2: The bacteria is called Spirochaeta Pallida, and it looks a bit like a wiggly worm under the microscope.
3: If contracted by sexual contact, phase one involves a painless sore appearing on the point of entry or genitals. If the disease isn’t treated right away, a long latent phase starts. Then all sorts of sores, growths, bone decay, and heart damage start to wreak havoc on the body. The final, third stage of this disease might erupt decades later, with serious neurological and cardiovascular damage that can cause blindness, mental insanity, paralysis, and then death. Up until the 1940s, the mental illness aspect was considered a separate disease altogether.
Rosenwald set aside a portion of his fortune specifically for Syphilis treatment programs, figuring he could do what public health officials would not. Unfortunately, the stock market crashed in 1929, and with it went much of Rosenwald’s wealth. Both fortune and the incoming treatment programs were gone.
In the seventh and final chapter of Part One of Medical Apartheid, Harriet Washington starts with the story we think we know, about the 1932 U.S. Public Health Service program that promised medical treatment to Black men while secretly providing none of it. That shame and infamy of the Tuskegee Syphilis Study loom large, and it has in its fame falsely become the main source of blame for the current medical establishment’s relationship with people of color. It’s also morphed narratively, as people have tried to distance themselves from the truth of it or failed to lay out the actual vast number of crimes committed.
So what really happened in Macon County? Who knew what, when did they know it, and why does that matter? Tuskegee was supposed to be the site of research and deliverance -potentially for the world- of a disease that had long hurt and killed people. Rosenwald and Washington saw an opportunity in Macon County. But they weren’t the only ones. And this is really where Washington begins to illuminate so clearly what has been lost to history: Where some sought to treat, others like the US Public Health Service, saw an opportunity to experiment with human lives.
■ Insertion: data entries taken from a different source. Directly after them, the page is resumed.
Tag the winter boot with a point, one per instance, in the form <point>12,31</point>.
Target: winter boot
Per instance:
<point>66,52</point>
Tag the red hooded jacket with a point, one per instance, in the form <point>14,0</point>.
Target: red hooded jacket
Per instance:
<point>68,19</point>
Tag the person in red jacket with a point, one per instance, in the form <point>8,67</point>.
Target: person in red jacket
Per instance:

The real events of the next forty years, a tragedy in three specific acts, were made possible by pre-existing medical racism, careful plotting, and an ever-growing web of lies that a number of doctors and nurses carefully spun around the lives of the families they tricked. In this Chapter 7 “A Notoriously Syphilis-Soaked Race”, Washington not only reframes the Tuskegee Study in its original context but removed it from the false first place as The Worst and Most Damaging Thing We Did To Black Patients.
The rest of the story that most of us don’t know, is about the ensuing fallout within the Black families, the dramatic race by three White whistleblowers to expose the study to the wider world, and the long-hidden agenda in the writings of both the doctors and the panel that was supposed to review its own sins. Destroyed tapes, missing bodies, and fake medicine In the coming posts, we will learn the names that have conveniently dropped out of this history and look at just how this was pulled off while the system broke many of the ethical standards of the time that they had set themselves.
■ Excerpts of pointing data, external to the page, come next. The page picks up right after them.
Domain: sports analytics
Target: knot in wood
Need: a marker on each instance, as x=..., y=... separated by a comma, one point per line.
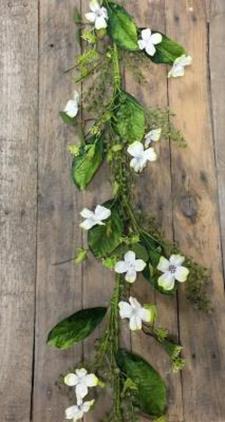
x=189, y=207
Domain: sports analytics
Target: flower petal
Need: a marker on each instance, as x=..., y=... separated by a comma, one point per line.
x=76, y=96
x=130, y=257
x=140, y=265
x=81, y=390
x=71, y=108
x=181, y=274
x=145, y=314
x=163, y=264
x=150, y=49
x=125, y=310
x=121, y=267
x=154, y=135
x=156, y=38
x=177, y=259
x=137, y=164
x=146, y=34
x=81, y=372
x=87, y=405
x=134, y=303
x=135, y=323
x=88, y=224
x=131, y=276
x=136, y=149
x=167, y=281
x=102, y=213
x=86, y=213
x=71, y=412
x=71, y=380
x=176, y=71
x=150, y=154
x=91, y=380
x=100, y=22
x=141, y=44
x=90, y=16
x=94, y=5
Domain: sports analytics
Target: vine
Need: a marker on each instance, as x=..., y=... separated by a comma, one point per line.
x=123, y=132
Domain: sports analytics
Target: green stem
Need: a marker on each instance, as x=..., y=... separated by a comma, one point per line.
x=116, y=68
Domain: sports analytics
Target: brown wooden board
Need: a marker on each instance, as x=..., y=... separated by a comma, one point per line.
x=154, y=197
x=195, y=216
x=59, y=287
x=18, y=199
x=39, y=206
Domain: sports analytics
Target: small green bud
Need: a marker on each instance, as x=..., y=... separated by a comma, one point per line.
x=117, y=147
x=73, y=149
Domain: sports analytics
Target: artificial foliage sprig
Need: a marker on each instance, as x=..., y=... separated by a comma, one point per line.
x=124, y=133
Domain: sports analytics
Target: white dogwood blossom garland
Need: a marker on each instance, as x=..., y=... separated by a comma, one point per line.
x=125, y=134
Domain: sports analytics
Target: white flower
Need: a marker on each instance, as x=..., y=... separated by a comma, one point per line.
x=94, y=218
x=77, y=412
x=72, y=106
x=149, y=41
x=81, y=380
x=130, y=266
x=135, y=313
x=141, y=156
x=173, y=270
x=179, y=65
x=98, y=15
x=152, y=136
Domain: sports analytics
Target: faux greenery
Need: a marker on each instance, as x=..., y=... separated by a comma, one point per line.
x=124, y=133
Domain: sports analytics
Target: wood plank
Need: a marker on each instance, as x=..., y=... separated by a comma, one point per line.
x=197, y=228
x=217, y=79
x=59, y=288
x=18, y=197
x=154, y=197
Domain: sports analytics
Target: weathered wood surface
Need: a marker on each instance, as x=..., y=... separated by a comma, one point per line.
x=40, y=208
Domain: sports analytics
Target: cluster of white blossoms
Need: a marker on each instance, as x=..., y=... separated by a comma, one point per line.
x=130, y=266
x=172, y=270
x=149, y=40
x=142, y=154
x=81, y=381
x=93, y=218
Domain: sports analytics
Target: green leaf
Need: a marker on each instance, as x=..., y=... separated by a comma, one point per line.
x=167, y=51
x=129, y=118
x=121, y=27
x=67, y=119
x=151, y=390
x=87, y=162
x=103, y=240
x=75, y=328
The doctors of the study are blamed today for not holding any hope. That they did not want anything from this study, and that is their crime. But I would say that their own writings did have hope. As Public Health Service’s own Dr. Thomas Murrell said:
“So the scourge sweeps among them. Those that are treated are only half cured, and the effort to assimilate a complex civilization drives their diseased minds until the results are criminal records. Perhaps here, in conjunction with tuberculosis, will be the end of the negro problem. Disease will accomplish what man cannot do.”